Here are the highlights to my 4-day stay in quirky and unique Berlin.


Vegan Breakfast Spread at Hotel Luc - this was in a touristy part of the city surrounded by classic landmarks and government buildings. I loved this hotel, the staff and amenities. (But prefer to stay in a more neighborhood setting next time to really feel like a local). My Marriott reward points covered this beautiful stay as a free reward night, so how could I say no? The point redemptions in Europe were so much more generous in the U.S. as well. This hotel also helped me get back on track with my strength training and yoga after a crazy 2 months running the shop while chaos was ensuing from all directions.


I love to make Google maps of all of my pit stops for the day. It’s not a strict itinerary, but a helpful guide to save us from searching where to go next and also makes an efficient itinerary to hit things in geographical order. I love to walk from one place to the next to 1) burn off one meal to make stomach space for the next tasting, and 2) discover hidden gems only visible by foot.


We hit every vegan ice cream shop (or with vegan options), every vegan donut shop (or with vegan options) and every well rated vegan dessert shop. They were all shockingly disappointing. The only flavor was sugar or the texture was dry for baked goods or the ice creams were icy instead of creamy. How does a touted vegan city who nails a plethora of incredible savory menus (even a Sudanese vegan concept), fail so terribly when it comes to sweets? I was hearing Jerry Seinfeld in my head say, “I…don’t…get it!”


But, there were two places that met our approval for vegan sweets: Daluma and Frea.


Daluma serves 100% organic, cold-pressed juices and raw desserts that were just as good as any I’ve had the pleasure of enjoying (like Pure Food and Wine good). They also have delicious breads (not gluten-free) and savory options to win over vegans/vegetarians and omnivores alike. We hit this place up twice. They also have a bathroom for guests - which is a hot commodity in Europe!

Frea - I still dream about the amazing breads. Flakey breads, amazing sandwiches, brioche that you can’t believe is vegan, croissants, their breads were so good I could eat those for dessert. Their savory options were beautiful, healthful, nourishing and hit the spot for all of my rainbow veggie needs. Oh, Frea, I fell in love with you. How I wish you would open locations in the U.S.


I can’t eat as much as I did in my 30’s. (I’m not complaining because my metabolism is also not what it used to be in my 30’s!) We had room for one more restaurant during our stay in Berlin, that was a Vietnamese restaurant called Good Morning, Vietnam.


There were so many Vietnamese vegan options, it’s hard for me to include this one because I’m not sure how it compares to the many other vegan restaurants, but Kim and I got to satisfy our Asian food cravings and were blown away by such flavorful broths that are rare to come by in Vietnamese restaurants. Check out Kim enjoying a Vietnamese Coffee!
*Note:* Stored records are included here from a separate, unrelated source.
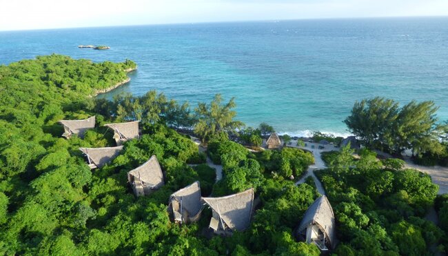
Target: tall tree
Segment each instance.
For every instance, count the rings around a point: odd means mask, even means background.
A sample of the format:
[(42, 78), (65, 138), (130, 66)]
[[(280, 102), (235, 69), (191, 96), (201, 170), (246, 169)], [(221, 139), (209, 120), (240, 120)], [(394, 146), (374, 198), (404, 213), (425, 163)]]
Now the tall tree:
[(350, 132), (365, 145), (381, 148), (393, 144), (391, 125), (398, 114), (398, 103), (391, 99), (376, 97), (356, 101), (352, 114), (344, 122)]
[(443, 147), (438, 140), (441, 129), (436, 124), (438, 119), (435, 114), (438, 109), (432, 101), (412, 101), (403, 106), (394, 129), (396, 138), (394, 151), (400, 153), (404, 149), (411, 148), (413, 153), (440, 153)]
[(234, 132), (244, 125), (233, 120), (236, 115), (236, 112), (233, 110), (236, 106), (235, 98), (232, 97), (225, 104), (221, 104), (221, 95), (217, 94), (210, 104), (200, 103), (194, 109), (198, 116), (194, 132), (201, 136), (203, 141), (219, 132)]
[(261, 136), (267, 136), (272, 132), (275, 132), (275, 130), (274, 130), (274, 127), (269, 126), (269, 124), (265, 122), (260, 124), (260, 126), (258, 126), (258, 129), (260, 129), (260, 132), (261, 133)]

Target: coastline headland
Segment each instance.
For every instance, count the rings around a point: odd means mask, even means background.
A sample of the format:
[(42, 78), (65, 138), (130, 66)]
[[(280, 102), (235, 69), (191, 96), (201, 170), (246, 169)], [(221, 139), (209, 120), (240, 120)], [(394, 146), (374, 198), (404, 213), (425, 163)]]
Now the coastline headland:
[[(125, 69), (124, 71), (126, 73), (129, 73), (129, 72), (131, 72), (136, 70), (137, 70), (137, 68), (135, 67), (135, 68), (130, 68)], [(110, 92), (111, 90), (114, 90), (114, 89), (119, 87), (119, 86), (121, 86), (123, 84), (126, 84), (126, 83), (129, 83), (130, 81), (131, 81), (130, 77), (128, 77), (125, 80), (114, 84), (113, 86), (111, 86), (111, 87), (109, 87), (109, 88), (105, 88), (105, 89), (96, 90), (95, 91), (95, 92), (93, 94), (93, 95), (92, 95), (92, 97), (95, 97), (95, 96), (97, 96), (98, 95), (101, 95), (102, 93), (106, 93), (106, 92)]]

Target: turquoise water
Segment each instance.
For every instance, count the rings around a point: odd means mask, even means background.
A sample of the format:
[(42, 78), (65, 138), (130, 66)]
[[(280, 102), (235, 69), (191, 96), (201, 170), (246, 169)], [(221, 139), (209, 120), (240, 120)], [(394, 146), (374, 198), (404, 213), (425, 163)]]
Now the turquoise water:
[[(109, 50), (79, 49), (108, 45)], [(356, 100), (434, 100), (448, 120), (448, 18), (302, 20), (0, 32), (0, 63), (51, 53), (135, 61), (132, 81), (180, 101), (236, 97), (238, 119), (347, 133)]]

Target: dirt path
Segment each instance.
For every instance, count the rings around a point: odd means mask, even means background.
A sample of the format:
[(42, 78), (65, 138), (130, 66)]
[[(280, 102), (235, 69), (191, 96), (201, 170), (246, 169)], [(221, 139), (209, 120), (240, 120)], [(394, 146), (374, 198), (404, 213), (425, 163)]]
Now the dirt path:
[[(205, 151), (207, 150), (205, 148), (203, 147), (201, 145), (199, 145), (198, 147), (199, 147), (199, 152), (205, 153)], [(207, 156), (206, 161), (206, 161), (207, 164), (209, 166), (214, 168), (216, 171), (216, 182), (218, 182), (221, 179), (223, 179), (223, 166), (213, 164), (213, 161), (208, 156)]]
[[(296, 147), (299, 148), (303, 148), (303, 149), (306, 149), (307, 150), (311, 150), (313, 152), (313, 155), (314, 155), (314, 164), (312, 164), (308, 167), (308, 170), (307, 170), (307, 173), (301, 179), (298, 181), (296, 182), (296, 185), (301, 184), (305, 182), (305, 180), (306, 179), (308, 176), (311, 176), (313, 178), (313, 180), (314, 181), (314, 184), (316, 184), (316, 188), (317, 188), (317, 190), (320, 193), (321, 195), (325, 195), (325, 190), (323, 189), (323, 186), (322, 186), (322, 184), (320, 181), (317, 179), (316, 175), (314, 175), (314, 170), (317, 169), (323, 169), (326, 168), (327, 166), (325, 166), (325, 163), (322, 160), (322, 157), (320, 157), (320, 152), (323, 151), (329, 151), (329, 149), (324, 149), (324, 150), (318, 150), (318, 149), (311, 149), (310, 145), (307, 145), (308, 147)], [(315, 147), (317, 148), (317, 147)]]
[(448, 193), (448, 167), (418, 166), (412, 163), (409, 158), (405, 158), (405, 161), (406, 168), (417, 169), (422, 173), (429, 174), (432, 182), (438, 185), (438, 195)]

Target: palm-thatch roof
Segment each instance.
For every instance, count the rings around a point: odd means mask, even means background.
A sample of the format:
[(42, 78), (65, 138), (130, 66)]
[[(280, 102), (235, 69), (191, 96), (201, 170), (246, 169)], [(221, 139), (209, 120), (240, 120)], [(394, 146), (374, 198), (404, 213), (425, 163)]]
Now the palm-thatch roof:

Enough about the food, or is it never enough about food? The art scene in Berlin was also not to be missed. Check out our photo grabs of the art of the Berlin wall during Communist rule. Kim wanted to stay in East Berlin and experience what it was like to stay in a Communist era apartment. It was like we were staying in a relic much to Kim’s fascination, but I was secretly wishing to return to my luxe hotel!


The stark contrast between the former East Berlin and West Berlin made me appreciate the freedoms we have as Americans. Even though the Berlin wall no longer separates the two areas of the city, the architectural contrast and urban landscape was still hauntingly recent. It is hard to fathom that the two parts of the city were only unified in 1989.


Berlin, thank you for showing me a civilized and orderly city who embraces a sustainable, plant-based lifestyle. We also learned Kim and I make great travel friends! Can’t wait to meet my dear friend again for our next adventure in Europe.